America’s Impending Clown Shortage

August 30, 2014

In the Internet age, people don’t need to leave their homes in order to access near limitless choices of entertainment. Although convenient for consumers, this cultural shift has sent attendance at many theaters and symphonies across the country on a downward spiral. But it’s not just highbrow pursuits that have seen a drop in public interest. In fact, circuses are in such a dire state that industry insiders fear their decline will lead to a nationwide decline in the number of professional clowns.

Membership in the World Clown Association has dropped from about 3,500 individuals in 2004 to 2,500 today. According to leaders at the trade group, the decline in circus attendance, a fading interest in the art of clowning, and an aging workforce have taken their toll over the years. Most of the association’s members are over 40, and efforts to recruit younger clowns have yielded little reward. According to Glen Kohlberger, president of Clowns of America International, many people who take up clowning don’t start early enough to pursue the craft as a professional career. “What happens is they go on to high school and college and clowning isn’t cool anymore,” Kohlberger said. “Clowning is then put on the back burner until their late 40s and early 50s.”

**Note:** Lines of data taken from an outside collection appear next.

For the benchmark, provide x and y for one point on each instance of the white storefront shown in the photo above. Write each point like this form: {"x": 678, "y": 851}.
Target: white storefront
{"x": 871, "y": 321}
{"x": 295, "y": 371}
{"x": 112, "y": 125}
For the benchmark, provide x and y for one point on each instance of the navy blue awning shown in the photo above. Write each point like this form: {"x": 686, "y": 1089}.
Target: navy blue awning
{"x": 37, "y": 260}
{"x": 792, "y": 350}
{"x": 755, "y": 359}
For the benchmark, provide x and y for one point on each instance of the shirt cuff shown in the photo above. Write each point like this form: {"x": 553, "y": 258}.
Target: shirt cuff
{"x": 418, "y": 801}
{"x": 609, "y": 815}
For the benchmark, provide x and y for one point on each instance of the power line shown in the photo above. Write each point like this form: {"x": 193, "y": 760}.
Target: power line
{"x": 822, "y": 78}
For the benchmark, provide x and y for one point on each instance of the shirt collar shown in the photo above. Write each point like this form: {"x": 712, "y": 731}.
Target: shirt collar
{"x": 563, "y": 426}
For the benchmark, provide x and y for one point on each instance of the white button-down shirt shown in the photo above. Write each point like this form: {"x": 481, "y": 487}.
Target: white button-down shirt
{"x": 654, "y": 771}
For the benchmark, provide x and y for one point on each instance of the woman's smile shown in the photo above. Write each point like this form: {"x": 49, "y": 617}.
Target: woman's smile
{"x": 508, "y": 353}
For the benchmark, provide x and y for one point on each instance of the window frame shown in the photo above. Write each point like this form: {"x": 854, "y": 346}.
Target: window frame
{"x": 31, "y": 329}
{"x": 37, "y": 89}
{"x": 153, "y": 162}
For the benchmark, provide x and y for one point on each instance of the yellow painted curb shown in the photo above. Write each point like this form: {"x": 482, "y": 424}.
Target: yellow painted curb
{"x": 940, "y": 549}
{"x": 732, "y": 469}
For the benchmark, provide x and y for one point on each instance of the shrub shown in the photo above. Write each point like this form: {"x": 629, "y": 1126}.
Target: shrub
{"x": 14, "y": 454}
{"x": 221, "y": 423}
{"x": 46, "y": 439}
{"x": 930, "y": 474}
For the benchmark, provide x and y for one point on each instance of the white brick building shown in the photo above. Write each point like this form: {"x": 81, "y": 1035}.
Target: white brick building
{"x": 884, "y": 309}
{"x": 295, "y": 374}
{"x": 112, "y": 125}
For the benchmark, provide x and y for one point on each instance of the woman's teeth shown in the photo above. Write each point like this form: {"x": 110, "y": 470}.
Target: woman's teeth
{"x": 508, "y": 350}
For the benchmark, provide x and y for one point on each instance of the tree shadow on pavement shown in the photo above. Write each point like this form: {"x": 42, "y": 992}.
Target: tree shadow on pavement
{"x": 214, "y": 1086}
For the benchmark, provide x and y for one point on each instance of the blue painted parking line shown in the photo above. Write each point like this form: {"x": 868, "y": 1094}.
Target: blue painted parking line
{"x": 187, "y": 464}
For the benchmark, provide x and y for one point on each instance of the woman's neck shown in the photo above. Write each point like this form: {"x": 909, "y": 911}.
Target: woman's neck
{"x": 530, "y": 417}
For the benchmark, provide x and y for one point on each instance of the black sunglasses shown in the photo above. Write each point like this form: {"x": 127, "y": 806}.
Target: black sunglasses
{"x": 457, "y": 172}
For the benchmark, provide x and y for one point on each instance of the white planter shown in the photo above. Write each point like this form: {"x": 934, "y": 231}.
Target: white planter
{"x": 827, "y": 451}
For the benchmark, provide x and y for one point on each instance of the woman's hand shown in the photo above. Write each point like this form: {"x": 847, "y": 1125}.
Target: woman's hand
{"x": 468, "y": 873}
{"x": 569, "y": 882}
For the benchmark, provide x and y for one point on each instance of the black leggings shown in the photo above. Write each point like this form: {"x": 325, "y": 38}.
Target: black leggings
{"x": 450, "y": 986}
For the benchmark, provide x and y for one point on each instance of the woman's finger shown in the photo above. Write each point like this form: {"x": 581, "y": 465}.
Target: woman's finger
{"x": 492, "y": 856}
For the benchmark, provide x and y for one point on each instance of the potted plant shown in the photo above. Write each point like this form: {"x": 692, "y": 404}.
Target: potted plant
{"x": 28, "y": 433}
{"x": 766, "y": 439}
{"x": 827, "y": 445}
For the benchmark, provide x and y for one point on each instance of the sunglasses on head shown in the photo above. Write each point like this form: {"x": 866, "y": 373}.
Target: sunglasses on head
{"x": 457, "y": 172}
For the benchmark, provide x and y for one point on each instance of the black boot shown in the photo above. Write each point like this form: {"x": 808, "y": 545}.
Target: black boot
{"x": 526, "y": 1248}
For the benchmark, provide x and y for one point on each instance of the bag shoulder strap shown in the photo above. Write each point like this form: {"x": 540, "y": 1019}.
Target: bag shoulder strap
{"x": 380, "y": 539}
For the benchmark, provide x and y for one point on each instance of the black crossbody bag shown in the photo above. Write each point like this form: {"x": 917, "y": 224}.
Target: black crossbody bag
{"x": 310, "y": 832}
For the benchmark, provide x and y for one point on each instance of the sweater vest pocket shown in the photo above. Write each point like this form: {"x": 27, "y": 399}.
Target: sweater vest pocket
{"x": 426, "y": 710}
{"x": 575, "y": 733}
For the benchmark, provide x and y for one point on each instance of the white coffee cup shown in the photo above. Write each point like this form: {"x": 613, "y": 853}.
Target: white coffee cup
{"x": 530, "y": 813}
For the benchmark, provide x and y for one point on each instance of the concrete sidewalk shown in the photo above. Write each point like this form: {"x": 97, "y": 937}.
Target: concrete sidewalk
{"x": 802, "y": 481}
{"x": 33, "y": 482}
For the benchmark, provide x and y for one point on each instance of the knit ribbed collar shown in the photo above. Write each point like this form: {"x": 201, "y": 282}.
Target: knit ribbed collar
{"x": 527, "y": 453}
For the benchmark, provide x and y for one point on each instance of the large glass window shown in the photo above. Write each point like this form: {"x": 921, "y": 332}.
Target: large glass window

Compared to other entertainers, clowns can earn a reasonable and consistent living. With fewer clowns competing for gigs, a clown working around New York City can bring in $300 from a child’s birthday party. Touring gigs with big tops like Ringling Bros. and Barnum & Bailey Circus can provide lifelong employment. However, securing a position at one of the major touring companies isn’t as easy as booking birthday parties. With so few circuses operating today, Ringling Bros. and other outfits can afford to be picky. For instance, Ringling only accepted 11 people into its prestigious clown college out of 531 applicants. All told, the circus keeps a roster of just 26 clowns for its three touring productions. The next generation of Bozos will certainly need more opportunities than that if clowning is ever going to attract more interest.



  1. Why have younger Americans failed to embrace the “art of clowning?”
  1. Can we expect live entertainment such as circuses to decline in the future?